A part of you wants to listen and help. The other part of you wants to run and get away from that person when they show up. They have no idea that you are feeling the way you are. They don’t know that you desperately wish they would stop complaining.
What they are doing is dumping their garbage on us. Nobody wants garbage dumped on them. That’s exactly what people like that are doing. If they realized that is how we saw them they would possibly quit doing it. Often they think we want to hear these things as if somehow or another we get some positive blessing for listening to the problems that others have.
Yes, we may have volunteered to have a listening ear in order to try and help them analyze the problem. Maybe we thought we could possibly come up with a solution to it. Often the conversation goes from a quality conversation concerning the struggles of someone but switches to a bashing party. This is when there is a real problem with the situation.

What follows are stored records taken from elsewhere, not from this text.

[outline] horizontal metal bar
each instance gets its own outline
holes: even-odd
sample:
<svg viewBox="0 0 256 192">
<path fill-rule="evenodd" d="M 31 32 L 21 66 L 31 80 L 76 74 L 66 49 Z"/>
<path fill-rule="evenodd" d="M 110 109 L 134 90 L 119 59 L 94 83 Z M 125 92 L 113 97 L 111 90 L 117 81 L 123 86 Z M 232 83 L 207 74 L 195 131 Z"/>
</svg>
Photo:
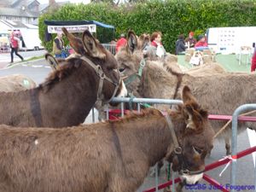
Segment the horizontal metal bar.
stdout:
<svg viewBox="0 0 256 192">
<path fill-rule="evenodd" d="M 223 191 L 223 192 L 230 192 L 228 189 L 224 189 L 218 181 L 212 178 L 210 176 L 204 174 L 203 179 L 205 179 L 207 182 L 208 182 L 210 184 L 212 184 L 216 187 L 216 189 Z"/>
<path fill-rule="evenodd" d="M 151 99 L 151 98 L 131 98 L 131 97 L 113 97 L 112 102 L 141 102 L 141 103 L 154 103 L 154 104 L 183 104 L 181 100 L 173 99 Z"/>
<path fill-rule="evenodd" d="M 221 115 L 221 114 L 209 114 L 208 119 L 211 120 L 230 120 L 232 119 L 231 115 Z M 252 116 L 239 116 L 239 121 L 249 121 L 256 122 L 256 117 Z"/>
</svg>

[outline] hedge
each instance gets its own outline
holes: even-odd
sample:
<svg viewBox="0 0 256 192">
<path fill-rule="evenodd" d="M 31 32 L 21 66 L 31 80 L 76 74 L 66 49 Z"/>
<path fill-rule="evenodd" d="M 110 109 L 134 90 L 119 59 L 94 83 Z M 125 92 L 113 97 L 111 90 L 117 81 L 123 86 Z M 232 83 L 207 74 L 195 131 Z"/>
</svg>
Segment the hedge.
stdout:
<svg viewBox="0 0 256 192">
<path fill-rule="evenodd" d="M 39 36 L 44 46 L 50 51 L 52 41 L 44 41 L 44 20 L 95 20 L 114 26 L 114 38 L 129 29 L 134 30 L 137 35 L 160 31 L 165 48 L 173 53 L 175 42 L 181 33 L 188 36 L 189 31 L 194 31 L 197 37 L 209 27 L 256 26 L 256 1 L 150 0 L 120 6 L 105 3 L 68 3 L 39 17 Z M 109 32 L 99 29 L 97 38 L 104 42 L 110 41 L 113 36 Z"/>
</svg>

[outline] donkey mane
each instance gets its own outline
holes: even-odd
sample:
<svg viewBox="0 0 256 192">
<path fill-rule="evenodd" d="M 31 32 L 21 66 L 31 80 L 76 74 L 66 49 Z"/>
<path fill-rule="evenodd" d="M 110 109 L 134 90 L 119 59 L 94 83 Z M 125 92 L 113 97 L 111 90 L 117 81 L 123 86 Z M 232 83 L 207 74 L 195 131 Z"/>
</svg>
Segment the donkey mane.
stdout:
<svg viewBox="0 0 256 192">
<path fill-rule="evenodd" d="M 160 117 L 163 117 L 163 114 L 160 113 L 160 111 L 159 111 L 157 109 L 146 108 L 146 109 L 141 110 L 141 112 L 139 113 L 130 113 L 122 119 L 108 120 L 108 122 L 111 124 L 115 124 L 115 123 L 125 124 L 127 122 L 137 120 L 137 119 L 144 118 L 144 117 L 147 117 L 148 119 L 151 119 L 152 117 L 159 117 L 160 118 Z"/>
<path fill-rule="evenodd" d="M 60 82 L 68 75 L 72 74 L 75 69 L 80 67 L 82 61 L 77 58 L 71 58 L 65 61 L 57 70 L 53 71 L 46 78 L 45 81 L 39 84 L 39 89 L 49 90 L 56 82 Z"/>
</svg>

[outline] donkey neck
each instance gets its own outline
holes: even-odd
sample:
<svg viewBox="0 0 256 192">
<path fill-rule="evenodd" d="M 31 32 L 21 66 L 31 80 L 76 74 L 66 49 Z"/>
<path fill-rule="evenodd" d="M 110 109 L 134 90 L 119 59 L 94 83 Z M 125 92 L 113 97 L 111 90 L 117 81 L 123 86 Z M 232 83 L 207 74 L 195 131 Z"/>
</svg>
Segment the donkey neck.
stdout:
<svg viewBox="0 0 256 192">
<path fill-rule="evenodd" d="M 40 126 L 70 126 L 84 121 L 96 101 L 99 78 L 90 67 L 80 67 L 74 70 L 54 84 L 38 88 Z M 53 119 L 58 120 L 46 120 Z"/>
<path fill-rule="evenodd" d="M 148 61 L 138 86 L 143 97 L 173 98 L 178 79 L 170 75 L 161 62 Z"/>
<path fill-rule="evenodd" d="M 132 139 L 132 145 L 137 146 L 139 153 L 143 154 L 143 160 L 149 166 L 163 159 L 172 144 L 172 136 L 165 117 L 148 116 L 131 119 L 124 124 L 122 131 L 118 131 L 124 132 L 122 139 L 127 146 Z"/>
</svg>

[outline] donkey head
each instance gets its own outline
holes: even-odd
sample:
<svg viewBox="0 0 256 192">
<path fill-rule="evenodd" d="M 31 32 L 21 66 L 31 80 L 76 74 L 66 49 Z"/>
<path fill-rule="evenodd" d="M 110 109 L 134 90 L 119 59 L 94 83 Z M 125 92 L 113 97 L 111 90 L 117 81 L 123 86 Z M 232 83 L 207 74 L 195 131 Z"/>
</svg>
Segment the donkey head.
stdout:
<svg viewBox="0 0 256 192">
<path fill-rule="evenodd" d="M 63 27 L 62 31 L 69 40 L 70 45 L 75 50 L 75 56 L 67 58 L 58 63 L 68 65 L 75 63 L 76 66 L 82 66 L 92 70 L 92 76 L 97 75 L 98 96 L 104 102 L 108 101 L 112 96 L 125 96 L 127 90 L 117 70 L 117 61 L 114 56 L 90 34 L 89 31 L 84 31 L 82 39 L 74 37 Z M 49 59 L 48 59 L 49 60 Z M 55 62 L 57 62 L 55 61 Z M 86 73 L 88 75 L 88 73 Z M 102 83 L 100 83 L 102 81 Z M 103 97 L 103 98 L 102 98 Z"/>
<path fill-rule="evenodd" d="M 208 122 L 207 112 L 201 109 L 188 86 L 183 90 L 183 105 L 171 115 L 176 129 L 180 154 L 172 153 L 172 169 L 179 172 L 186 183 L 194 184 L 203 175 L 205 158 L 213 145 L 214 131 Z M 175 123 L 174 123 L 175 124 Z"/>
</svg>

Somewhere in the mix the person with the problem thinks that if they tell us enough garbage about someone we will blame that other person instead of them. What happens is they want to tell us more and more bad about the other person. They try to make the other person look as bad as possible so we won’t blame them for whatever is going on in the situation at hand.
Even though their intent was not to dump their garbage on us that’s eventually what happens. This is a normal decaying process that takes place when we try to make ourselves look good and make sure everyone blames the other person instead of us.
The interesting thing is most people would not dump real garbage on anyone let alone their friends and coworkers. What are you doing with your garbage? Are you dumping it on others or are you sending it to the garbage dump where it belongs, never to be seen again.